Luana bateu impacientemente na porta do carro. Ela já estava ao volante e não pretendia esperar. Alessandro observou os dedos finos e macios dela apoiados na janela, seus olhos se estreitando levemente com um brilho sombrio.
Camila observou a partida elegante de Luana, acompanhada por homens bonitos, e comentou com amargura: "Luana tem muita sorte com os homens." Ela sentia inveja; por que tantas pessoas eram genuinamente gentis com Luana, mesmo quando ela as tratava com frieza? Camila se esforçava para agradar a todos por medo de perdê-los, mas sentia que nunca conquistava corações de verdade.

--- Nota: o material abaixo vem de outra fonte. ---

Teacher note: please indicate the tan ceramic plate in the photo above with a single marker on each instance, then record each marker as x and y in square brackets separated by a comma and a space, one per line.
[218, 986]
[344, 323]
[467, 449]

Alessandro afastou-se de Camila discretamente, olhou para o assistente e ordenou: "Assistente, leve Camila para o andar de cima."
O assistente ficou atônito, mas secretamente encantado com a oportunidade de ficar sozinho com ela. Camila, por outro lado, não tinha o menor desejo de ficar com o assistente. "Alessandro, sua barriga estava doendo agora há pouco, por que não sobe comigo?", pediu ela, tentando retê-lo.
"Tenho outras coisas para fazer", respondeu Alessandro com indiferença, saindo abruptamente e deixando-os sozinhos no estacionamento vazio.
O assistente tentou ajudar Camila a se levantar, mas ela o repeliu com um olhar gelado. Para ela, ele era apenas um assistente insignificante. "Não precisa", disse ela friamente. "De repente, me sinto melhor."
Ao ver a tristeza no rosto de o assistente, Camila suavizou o tom, manipulando-o: "Desculpe, eu estava de mau humor." Instantaneamente, a alegria voltou ao rosto dele. Para o assistente, qualquer migalha de atenção dela era como um doce valioso. Ele passou a fazer tudo por ela — apertar botões de elevador, fazer o registro no hospital — como se fosse seu servo.
Enquanto isso, no carro, Heitor pediu: "Luana, empreste-me seus filhos mais tarde." Ele estava fugindo das ligações do Velho Curie e precisava do "escudo" das crianças.